When slicing our models for printing we use Simplify3D, but most of the settings we talk about will be available in any slicing software.
Orientation of the model on the print bed
STL files in hand it is now time to print you models. The first thing you have to do is make sure the model is facing the right direction. Most 3D printers have a higher resolution in the
y directions than they do in the
z direction. As a result, the models should be arranged so they are printed “edge on” ensuring you get the most resolution in the direction the model “pops out”.
The slicer settings
Here are a list of the settings we use for printing:
- Layer height: 0.1 mm gives the best results, 0.18 mm works well for prototyping
- First layer height: 150% of the layer height
- Top solid layers: 3
- Bottom solid layers: 2
- Outline/perimeter shells: 2
- Raft: No if using a heater print bed, Yes if not
- Infill: 10-15%
- Supports: No if printing with the top edge off
- Cooling: When using PLA we turn the fans to 100% on the 3rd layer
All other settings (e.g. temperature) are dependent on the material being used for printing.
Things to watch out for
Because of the way our code makes the models, sometimes there are “holes” in the model near the notches after slicing. A similar thing will happen around the letters when printing a name plate. Note: this only happens with some slicing software (such as Simplify3D) and not with others (our printer’s default program FlashPrint has no issues).

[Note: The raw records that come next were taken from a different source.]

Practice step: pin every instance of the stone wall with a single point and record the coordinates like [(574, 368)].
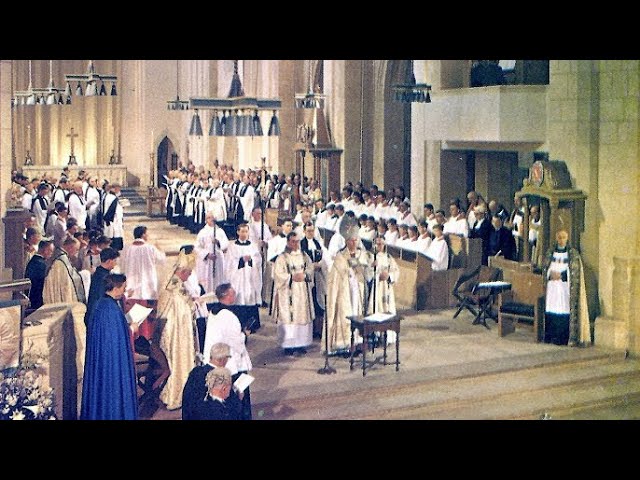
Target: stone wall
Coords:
[(593, 125)]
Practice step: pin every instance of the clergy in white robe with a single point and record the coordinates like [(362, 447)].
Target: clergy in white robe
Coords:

This is easily fixed by separating connected surfaces before slicing.
Once separated, make sure all the models are selected (they should be by default) and run the slicing process again.
Send the sliced g-code to the printer
Once the slicing is done, transfer the resulting g-code to the printer and run it. In a few hours you model should be done. If your printer is reliable enough, you can slice/print multiple models at once.